A partnership is a group of persons acting in concert with a view to making a profit. A partnership can comprise individuals (one or more of whom may be a sleeping partner or a limited partner) can include one or more limited companies, or could be registered as a limited liability partnership.

In general terms, the partners in a firm are jointly and severally liable for the firm’s debts, though we can advise on the impact of limited liability partnerships or of being a limited or sleeping partner if requested.

Terms often used in partnerships are “equity partners” and “salaried partners”, or even “directors”. Broadly, with the exception of the Inland Revenue, the outside world does not distinguish between equity and salaried partners, all partners are assumed to be the same. Usually, though, a salaried partner will have a salary and will be treated for tax purposes as though he or she were an employee. They may well receive a bonus but will not share in the firm’s profits (or losses) as such and will usually have some form of indemnity from the equity partners so that he does not have to contribute if the firm makes losses.
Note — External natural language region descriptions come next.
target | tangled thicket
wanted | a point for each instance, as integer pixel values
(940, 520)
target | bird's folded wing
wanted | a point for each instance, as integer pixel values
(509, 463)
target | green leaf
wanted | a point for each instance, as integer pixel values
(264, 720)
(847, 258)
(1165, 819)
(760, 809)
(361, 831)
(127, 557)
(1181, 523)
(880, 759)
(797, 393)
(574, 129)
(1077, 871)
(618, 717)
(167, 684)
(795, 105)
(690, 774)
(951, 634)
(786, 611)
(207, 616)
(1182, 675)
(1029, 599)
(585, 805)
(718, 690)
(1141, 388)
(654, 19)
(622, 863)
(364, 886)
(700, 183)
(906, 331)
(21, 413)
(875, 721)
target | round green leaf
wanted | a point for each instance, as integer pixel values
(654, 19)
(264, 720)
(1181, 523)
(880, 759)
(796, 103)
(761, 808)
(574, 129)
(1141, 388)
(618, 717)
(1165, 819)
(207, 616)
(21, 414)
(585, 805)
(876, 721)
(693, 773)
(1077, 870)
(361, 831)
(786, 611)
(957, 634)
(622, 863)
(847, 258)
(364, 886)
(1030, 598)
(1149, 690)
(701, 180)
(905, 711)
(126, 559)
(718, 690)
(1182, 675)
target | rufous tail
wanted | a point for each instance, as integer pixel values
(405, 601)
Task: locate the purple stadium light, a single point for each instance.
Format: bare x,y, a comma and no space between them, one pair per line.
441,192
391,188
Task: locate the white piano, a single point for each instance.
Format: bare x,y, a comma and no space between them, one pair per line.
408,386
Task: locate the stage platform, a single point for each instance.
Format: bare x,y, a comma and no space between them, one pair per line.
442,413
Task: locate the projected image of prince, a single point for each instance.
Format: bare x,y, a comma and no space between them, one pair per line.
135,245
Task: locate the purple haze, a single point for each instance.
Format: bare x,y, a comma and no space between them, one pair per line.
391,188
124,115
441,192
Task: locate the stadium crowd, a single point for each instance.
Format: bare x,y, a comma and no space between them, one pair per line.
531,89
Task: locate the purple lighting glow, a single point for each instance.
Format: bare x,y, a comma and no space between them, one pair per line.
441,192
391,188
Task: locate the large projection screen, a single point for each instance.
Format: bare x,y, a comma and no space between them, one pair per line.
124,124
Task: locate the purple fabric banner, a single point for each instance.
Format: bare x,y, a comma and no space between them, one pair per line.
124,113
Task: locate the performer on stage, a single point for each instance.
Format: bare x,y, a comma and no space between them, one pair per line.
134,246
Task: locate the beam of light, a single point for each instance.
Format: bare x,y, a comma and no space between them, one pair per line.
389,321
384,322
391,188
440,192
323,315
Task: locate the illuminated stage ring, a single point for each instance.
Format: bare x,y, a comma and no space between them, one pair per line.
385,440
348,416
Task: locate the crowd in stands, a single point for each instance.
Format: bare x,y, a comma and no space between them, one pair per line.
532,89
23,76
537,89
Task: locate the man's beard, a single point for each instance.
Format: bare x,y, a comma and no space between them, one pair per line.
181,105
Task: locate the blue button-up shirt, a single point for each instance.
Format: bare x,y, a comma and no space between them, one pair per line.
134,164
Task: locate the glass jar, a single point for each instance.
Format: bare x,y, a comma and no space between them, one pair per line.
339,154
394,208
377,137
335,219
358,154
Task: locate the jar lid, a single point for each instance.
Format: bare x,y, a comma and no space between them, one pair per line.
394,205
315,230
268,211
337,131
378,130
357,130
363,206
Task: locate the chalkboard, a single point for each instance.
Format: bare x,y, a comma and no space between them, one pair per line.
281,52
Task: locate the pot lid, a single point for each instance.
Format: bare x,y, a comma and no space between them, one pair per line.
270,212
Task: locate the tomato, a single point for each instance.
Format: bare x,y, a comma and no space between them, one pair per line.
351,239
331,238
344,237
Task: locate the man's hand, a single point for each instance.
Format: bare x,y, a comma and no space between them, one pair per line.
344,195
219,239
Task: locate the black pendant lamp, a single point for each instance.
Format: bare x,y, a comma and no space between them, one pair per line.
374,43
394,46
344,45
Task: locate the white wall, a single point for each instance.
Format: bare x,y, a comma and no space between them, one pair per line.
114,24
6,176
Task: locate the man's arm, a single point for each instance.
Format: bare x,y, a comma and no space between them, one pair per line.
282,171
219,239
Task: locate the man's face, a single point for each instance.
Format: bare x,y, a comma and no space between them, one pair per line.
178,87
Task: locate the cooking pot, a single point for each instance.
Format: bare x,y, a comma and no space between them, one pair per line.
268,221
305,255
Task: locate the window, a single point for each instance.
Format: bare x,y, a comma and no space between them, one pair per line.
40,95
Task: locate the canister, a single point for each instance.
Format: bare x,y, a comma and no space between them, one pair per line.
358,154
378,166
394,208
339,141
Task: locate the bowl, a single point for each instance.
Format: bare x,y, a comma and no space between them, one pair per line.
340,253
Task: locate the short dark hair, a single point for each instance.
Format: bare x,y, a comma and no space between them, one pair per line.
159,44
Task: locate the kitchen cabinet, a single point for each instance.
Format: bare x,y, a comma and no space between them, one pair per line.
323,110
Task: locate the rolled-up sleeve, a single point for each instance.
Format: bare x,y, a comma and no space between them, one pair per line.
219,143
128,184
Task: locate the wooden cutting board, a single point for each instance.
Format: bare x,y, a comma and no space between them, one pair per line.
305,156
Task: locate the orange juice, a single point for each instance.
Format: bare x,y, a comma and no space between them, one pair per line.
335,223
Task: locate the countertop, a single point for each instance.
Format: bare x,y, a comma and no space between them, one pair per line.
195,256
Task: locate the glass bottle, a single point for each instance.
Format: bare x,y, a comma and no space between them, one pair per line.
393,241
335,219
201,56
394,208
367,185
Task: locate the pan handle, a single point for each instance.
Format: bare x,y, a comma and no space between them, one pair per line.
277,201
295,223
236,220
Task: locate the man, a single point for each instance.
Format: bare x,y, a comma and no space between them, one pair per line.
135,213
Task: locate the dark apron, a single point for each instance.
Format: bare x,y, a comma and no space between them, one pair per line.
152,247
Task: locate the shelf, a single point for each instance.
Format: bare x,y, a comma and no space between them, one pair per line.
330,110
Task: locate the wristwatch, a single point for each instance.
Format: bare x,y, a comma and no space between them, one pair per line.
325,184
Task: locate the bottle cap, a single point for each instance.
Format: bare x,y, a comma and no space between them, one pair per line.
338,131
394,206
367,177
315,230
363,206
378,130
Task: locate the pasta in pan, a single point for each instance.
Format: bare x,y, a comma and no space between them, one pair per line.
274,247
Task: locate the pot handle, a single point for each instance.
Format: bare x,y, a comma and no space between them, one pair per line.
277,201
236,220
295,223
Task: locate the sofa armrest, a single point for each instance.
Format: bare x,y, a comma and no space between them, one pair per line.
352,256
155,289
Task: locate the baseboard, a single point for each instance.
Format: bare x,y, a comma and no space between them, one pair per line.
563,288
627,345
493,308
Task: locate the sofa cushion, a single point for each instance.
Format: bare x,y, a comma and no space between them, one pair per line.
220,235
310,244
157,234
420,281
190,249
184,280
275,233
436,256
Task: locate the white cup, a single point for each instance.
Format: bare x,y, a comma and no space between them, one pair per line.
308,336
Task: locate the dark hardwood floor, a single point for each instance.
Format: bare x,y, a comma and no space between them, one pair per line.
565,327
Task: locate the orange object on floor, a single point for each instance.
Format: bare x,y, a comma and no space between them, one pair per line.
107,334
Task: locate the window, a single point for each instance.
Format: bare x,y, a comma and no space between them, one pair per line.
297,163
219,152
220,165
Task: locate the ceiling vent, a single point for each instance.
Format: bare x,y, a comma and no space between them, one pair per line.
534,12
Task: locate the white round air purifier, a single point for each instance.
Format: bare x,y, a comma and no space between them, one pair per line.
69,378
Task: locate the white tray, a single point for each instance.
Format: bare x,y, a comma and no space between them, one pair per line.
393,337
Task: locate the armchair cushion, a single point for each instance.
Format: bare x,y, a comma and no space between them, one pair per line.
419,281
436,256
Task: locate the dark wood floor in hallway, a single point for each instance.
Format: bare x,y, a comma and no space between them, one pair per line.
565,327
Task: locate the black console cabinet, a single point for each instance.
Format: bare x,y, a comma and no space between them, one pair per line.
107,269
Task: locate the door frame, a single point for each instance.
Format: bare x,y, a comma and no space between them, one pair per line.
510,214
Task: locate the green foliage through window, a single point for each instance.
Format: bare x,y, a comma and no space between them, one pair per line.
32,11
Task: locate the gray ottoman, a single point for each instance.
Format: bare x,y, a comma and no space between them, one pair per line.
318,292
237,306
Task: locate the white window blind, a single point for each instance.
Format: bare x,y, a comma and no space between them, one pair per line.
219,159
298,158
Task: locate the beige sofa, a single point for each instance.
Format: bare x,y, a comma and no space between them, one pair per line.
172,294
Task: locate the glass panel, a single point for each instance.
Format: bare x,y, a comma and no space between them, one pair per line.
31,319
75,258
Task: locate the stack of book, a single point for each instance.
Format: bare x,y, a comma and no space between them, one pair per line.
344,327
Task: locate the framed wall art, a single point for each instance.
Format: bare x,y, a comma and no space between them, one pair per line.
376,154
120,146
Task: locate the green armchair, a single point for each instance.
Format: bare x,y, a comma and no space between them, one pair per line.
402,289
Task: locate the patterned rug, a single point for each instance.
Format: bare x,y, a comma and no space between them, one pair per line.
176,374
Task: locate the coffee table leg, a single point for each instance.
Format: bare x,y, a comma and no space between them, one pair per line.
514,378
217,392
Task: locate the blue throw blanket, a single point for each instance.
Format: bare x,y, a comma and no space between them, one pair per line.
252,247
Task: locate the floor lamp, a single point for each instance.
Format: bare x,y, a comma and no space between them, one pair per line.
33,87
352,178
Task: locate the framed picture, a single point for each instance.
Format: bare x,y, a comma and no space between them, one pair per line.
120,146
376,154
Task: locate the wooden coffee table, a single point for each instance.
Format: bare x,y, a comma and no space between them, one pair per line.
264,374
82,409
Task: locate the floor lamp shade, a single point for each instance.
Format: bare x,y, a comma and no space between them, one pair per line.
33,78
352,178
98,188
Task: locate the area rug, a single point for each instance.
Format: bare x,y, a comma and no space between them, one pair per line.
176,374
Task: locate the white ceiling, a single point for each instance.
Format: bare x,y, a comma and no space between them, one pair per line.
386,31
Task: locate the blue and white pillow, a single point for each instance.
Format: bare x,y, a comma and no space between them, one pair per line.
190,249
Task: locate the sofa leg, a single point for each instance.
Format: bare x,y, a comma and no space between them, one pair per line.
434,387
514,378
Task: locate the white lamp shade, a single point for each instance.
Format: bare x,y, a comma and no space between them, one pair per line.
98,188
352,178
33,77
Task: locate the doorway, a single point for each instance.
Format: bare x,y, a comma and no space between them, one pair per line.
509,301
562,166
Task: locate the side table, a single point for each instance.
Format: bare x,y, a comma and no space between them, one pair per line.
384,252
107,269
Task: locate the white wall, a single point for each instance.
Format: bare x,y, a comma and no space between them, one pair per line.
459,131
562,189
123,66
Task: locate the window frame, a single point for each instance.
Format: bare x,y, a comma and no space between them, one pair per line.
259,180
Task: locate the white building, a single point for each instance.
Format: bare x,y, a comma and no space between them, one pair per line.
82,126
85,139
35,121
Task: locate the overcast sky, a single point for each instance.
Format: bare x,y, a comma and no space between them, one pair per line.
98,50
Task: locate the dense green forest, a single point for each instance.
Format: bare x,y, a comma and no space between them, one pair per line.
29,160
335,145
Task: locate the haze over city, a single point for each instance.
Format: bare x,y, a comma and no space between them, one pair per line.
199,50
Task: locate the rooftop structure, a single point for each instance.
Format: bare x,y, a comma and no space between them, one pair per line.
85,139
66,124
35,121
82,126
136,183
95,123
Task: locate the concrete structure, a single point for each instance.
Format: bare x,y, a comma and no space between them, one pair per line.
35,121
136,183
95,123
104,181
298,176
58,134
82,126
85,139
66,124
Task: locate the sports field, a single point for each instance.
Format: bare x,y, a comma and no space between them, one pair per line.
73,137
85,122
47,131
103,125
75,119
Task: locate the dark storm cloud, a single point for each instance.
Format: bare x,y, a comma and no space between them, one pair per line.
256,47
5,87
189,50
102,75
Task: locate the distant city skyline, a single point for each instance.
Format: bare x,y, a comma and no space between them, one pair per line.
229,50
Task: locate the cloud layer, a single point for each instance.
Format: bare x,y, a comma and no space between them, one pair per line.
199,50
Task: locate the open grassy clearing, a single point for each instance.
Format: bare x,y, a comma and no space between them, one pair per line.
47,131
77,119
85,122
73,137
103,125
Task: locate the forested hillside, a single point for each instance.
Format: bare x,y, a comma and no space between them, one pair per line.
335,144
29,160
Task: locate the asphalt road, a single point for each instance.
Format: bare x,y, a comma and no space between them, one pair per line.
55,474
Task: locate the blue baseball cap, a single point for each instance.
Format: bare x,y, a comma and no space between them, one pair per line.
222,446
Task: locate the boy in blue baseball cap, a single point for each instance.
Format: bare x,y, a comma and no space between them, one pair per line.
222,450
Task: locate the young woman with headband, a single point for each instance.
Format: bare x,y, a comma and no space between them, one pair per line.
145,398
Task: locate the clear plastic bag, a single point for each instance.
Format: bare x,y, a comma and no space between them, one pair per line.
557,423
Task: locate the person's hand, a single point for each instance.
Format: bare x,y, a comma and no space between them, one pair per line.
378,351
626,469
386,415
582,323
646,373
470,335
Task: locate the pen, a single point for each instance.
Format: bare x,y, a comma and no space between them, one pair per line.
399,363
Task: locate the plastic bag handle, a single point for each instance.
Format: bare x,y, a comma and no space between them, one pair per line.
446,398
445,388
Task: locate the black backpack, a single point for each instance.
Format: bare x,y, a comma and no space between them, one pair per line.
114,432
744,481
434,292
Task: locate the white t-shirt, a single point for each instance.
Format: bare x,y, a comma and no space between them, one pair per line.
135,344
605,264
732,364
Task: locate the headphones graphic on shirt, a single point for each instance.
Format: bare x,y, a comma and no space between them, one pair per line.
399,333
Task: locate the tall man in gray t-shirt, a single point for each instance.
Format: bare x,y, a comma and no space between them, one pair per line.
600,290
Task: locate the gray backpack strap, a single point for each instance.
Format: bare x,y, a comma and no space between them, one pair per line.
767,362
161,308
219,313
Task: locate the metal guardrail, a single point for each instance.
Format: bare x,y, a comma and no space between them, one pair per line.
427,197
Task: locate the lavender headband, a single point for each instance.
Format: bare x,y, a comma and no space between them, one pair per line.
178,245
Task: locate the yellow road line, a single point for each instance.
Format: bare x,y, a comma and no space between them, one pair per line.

The equity partners own the firm.

A sleeping partner is one who does not take an active part in the management of the business. For tax purposes, there is no distinction between a sleeping partner and an active one. Where a partnership includes a sleeping partner there must be at least one unlimited partner.

A relatively new concept in the UK is that of limited liability partnership (LLP). To be a LLP the firm must register as such at Companies House. On its business stationery the fact that it is a LLP must be stated and accounts must be filed at Companies House each year. Provided the business does not trade fraudulently, trading as a LLP means that the partners do not have unlimited liability for the firm’s debts.

All partnerships should draw up and adhere to a formal partnership agreement. This will normally set out how profits and losses are to be shared, how management decisions are to be reached, authority limits, how new partners will be admitted, how partners will retire and how to deal with things if a partner dies. If no partnership agreement is in force, the Partnership Act comes into force automatically. Among other things the Act presumes that profits and losses are to be split equally between the partners.

Partnerships can become quite involved with profits being split in one way and ownership of certain assets split in another. We can advise on this as necessary.